Fifteen Years Ago, a Bullet Felled CIA Agent Freddie Woodruff. Was It
the First Shot in a New Cold War With Russia?

TBILISI, Georgia -- On Aug. 8, 1993, a single bullet to the head
killed Freddie Woodruff, the Central Intelligence Agency's station
chief in Georgia. Within hours, police had a culprit -- a vodka-soaked
village bumpkin. A tidy explanation quickly followed: It was a tragic
accident.

U.S. diplomats hailed Georgia's swift work, and both countries
breathed a sigh of relief. A killing that threatened to disrupt a push
by Washington into former Soviet lands fell on the shoulders of a lone
drunk, Anzor Sharmaidze.

Convicted of murder and still in jail, Mr. Sharmaidze is now sick,
emaciated and angry. He says he was framed. "The government invented
this whole thing," he says, hunched on a wooden chair at the Ksani
Prison near Tbilisi. Haggard far beyond his 36 years, he wheezes and
protests his innocence: "I didn't kill the American."

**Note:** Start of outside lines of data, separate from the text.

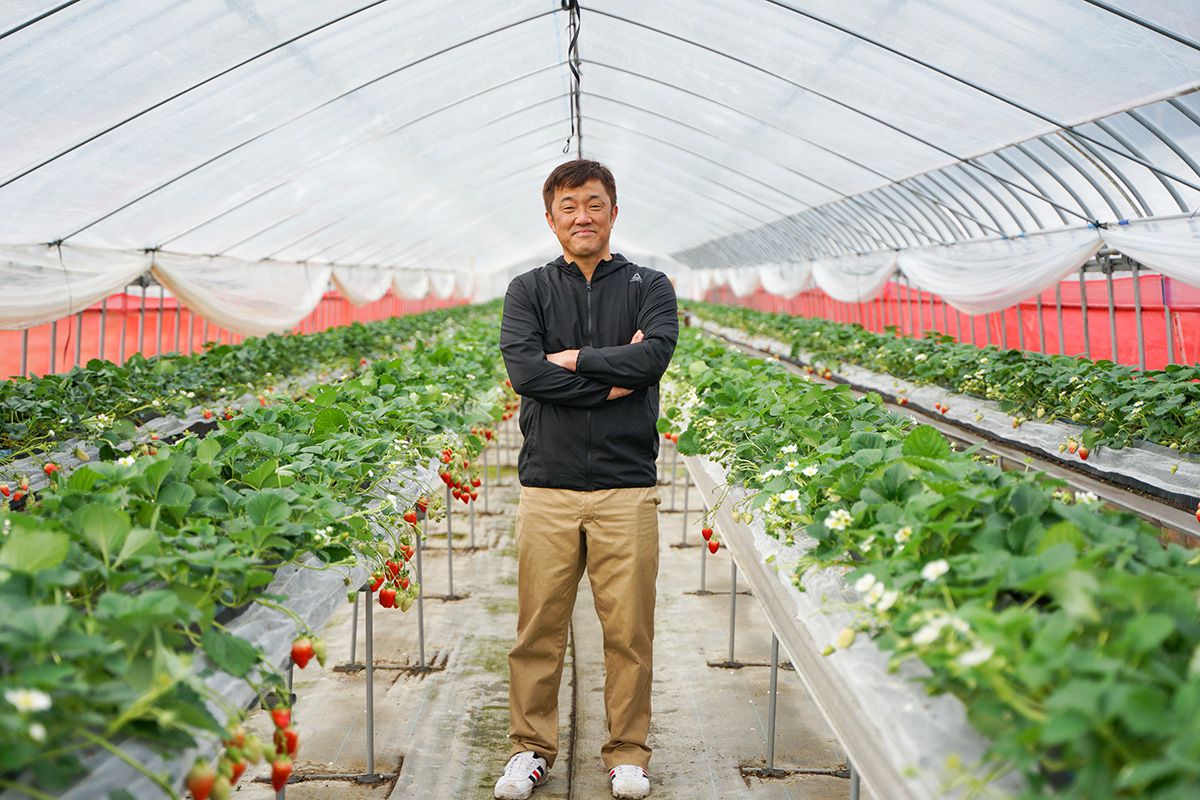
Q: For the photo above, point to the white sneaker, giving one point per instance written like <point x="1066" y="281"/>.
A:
<point x="629" y="782"/>
<point x="522" y="774"/>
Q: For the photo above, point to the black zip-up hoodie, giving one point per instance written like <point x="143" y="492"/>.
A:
<point x="576" y="438"/>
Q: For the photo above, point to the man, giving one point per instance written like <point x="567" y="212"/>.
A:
<point x="586" y="340"/>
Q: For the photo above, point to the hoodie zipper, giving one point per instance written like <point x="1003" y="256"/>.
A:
<point x="588" y="292"/>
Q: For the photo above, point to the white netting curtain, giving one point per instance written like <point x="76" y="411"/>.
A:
<point x="743" y="281"/>
<point x="43" y="283"/>
<point x="249" y="298"/>
<point x="983" y="277"/>
<point x="1171" y="246"/>
<point x="785" y="280"/>
<point x="363" y="284"/>
<point x="855" y="278"/>
<point x="412" y="284"/>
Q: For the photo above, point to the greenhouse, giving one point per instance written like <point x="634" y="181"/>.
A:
<point x="850" y="349"/>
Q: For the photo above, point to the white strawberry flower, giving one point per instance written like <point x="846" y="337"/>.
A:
<point x="977" y="655"/>
<point x="839" y="519"/>
<point x="28" y="699"/>
<point x="887" y="600"/>
<point x="875" y="594"/>
<point x="935" y="570"/>
<point x="864" y="584"/>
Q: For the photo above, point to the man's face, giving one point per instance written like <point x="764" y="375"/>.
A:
<point x="582" y="220"/>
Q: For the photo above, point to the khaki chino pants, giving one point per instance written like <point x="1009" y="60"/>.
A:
<point x="615" y="535"/>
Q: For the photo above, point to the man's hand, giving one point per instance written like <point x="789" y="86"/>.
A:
<point x="568" y="360"/>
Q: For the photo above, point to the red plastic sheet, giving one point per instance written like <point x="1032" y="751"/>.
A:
<point x="77" y="338"/>
<point x="918" y="312"/>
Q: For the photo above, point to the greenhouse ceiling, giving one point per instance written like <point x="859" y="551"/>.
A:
<point x="407" y="133"/>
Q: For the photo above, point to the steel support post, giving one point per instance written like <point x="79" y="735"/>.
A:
<point x="142" y="324"/>
<point x="1042" y="328"/>
<point x="1167" y="318"/>
<point x="1083" y="311"/>
<point x="1057" y="306"/>
<point x="687" y="486"/>
<point x="162" y="307"/>
<point x="675" y="456"/>
<point x="449" y="543"/>
<point x="78" y="338"/>
<point x="420" y="601"/>
<point x="103" y="324"/>
<point x="370" y="663"/>
<point x="733" y="603"/>
<point x="772" y="701"/>
<point x="1113" y="313"/>
<point x="485" y="479"/>
<point x="1137" y="312"/>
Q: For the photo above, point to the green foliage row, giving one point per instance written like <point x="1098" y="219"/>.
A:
<point x="118" y="572"/>
<point x="1116" y="402"/>
<point x="1069" y="632"/>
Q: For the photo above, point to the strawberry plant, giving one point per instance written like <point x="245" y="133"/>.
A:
<point x="1068" y="631"/>
<point x="113" y="577"/>
<point x="1117" y="403"/>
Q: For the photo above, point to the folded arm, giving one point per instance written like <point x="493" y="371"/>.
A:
<point x="641" y="364"/>
<point x="522" y="344"/>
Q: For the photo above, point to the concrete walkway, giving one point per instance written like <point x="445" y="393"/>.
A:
<point x="443" y="734"/>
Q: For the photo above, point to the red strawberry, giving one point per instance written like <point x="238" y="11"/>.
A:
<point x="287" y="740"/>
<point x="199" y="780"/>
<point x="281" y="716"/>
<point x="281" y="770"/>
<point x="301" y="651"/>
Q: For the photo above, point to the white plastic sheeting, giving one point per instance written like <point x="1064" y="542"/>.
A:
<point x="363" y="284"/>
<point x="855" y="278"/>
<point x="982" y="277"/>
<point x="1170" y="246"/>
<point x="249" y="298"/>
<point x="43" y="283"/>
<point x="786" y="280"/>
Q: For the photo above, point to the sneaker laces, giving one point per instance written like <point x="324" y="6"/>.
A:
<point x="628" y="770"/>
<point x="521" y="765"/>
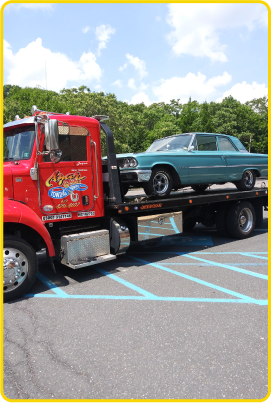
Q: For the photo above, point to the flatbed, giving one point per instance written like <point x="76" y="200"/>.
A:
<point x="137" y="204"/>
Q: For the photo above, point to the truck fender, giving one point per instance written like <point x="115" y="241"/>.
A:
<point x="20" y="213"/>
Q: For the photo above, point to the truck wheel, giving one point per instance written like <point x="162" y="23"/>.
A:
<point x="247" y="182"/>
<point x="189" y="223"/>
<point x="160" y="183"/>
<point x="221" y="222"/>
<point x="125" y="188"/>
<point x="241" y="220"/>
<point x="20" y="267"/>
<point x="199" y="188"/>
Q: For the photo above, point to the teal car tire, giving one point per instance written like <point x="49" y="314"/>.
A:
<point x="247" y="182"/>
<point x="160" y="183"/>
<point x="241" y="220"/>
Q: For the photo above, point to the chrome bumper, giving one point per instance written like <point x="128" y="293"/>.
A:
<point x="140" y="175"/>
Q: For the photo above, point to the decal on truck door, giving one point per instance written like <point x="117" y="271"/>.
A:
<point x="67" y="184"/>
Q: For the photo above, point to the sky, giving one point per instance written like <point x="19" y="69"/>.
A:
<point x="141" y="52"/>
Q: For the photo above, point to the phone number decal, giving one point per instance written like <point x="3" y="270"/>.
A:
<point x="56" y="217"/>
<point x="86" y="214"/>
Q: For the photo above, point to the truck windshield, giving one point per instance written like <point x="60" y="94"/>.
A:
<point x="171" y="143"/>
<point x="18" y="144"/>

The bullet that killed Mr. Woodruff, 15 years to the day before
Russia's recent military thrust into Georgia, was never found.
Evidence casting doubt on the official story wasn't presented at Mr.
Sharmaidze's trial. Key witnesses have now retracted their testimony,
saying they were beaten and forced to finger Mr. Sharmaidze.

If Mr. Sharmaidze didn't do it, though, who did? Those who don't buy
the official explanation suspect that the answer lies in the spy games
that played out on Russia's frontier following the 1991 collapse of
the Soviet Union. Mr. Woodruff was an early actor in a dangerous
drama. American spies were moving into newborn nations previously
dominated by Soviet intelligence. Russia's security apparatus,
resentful and demoralized, was in turmoil, its nominal loyalty to a
pro-Western course set by President Boris Yeltsin shredded by
hard-line spooks and generals who viewed the Americans as a menace.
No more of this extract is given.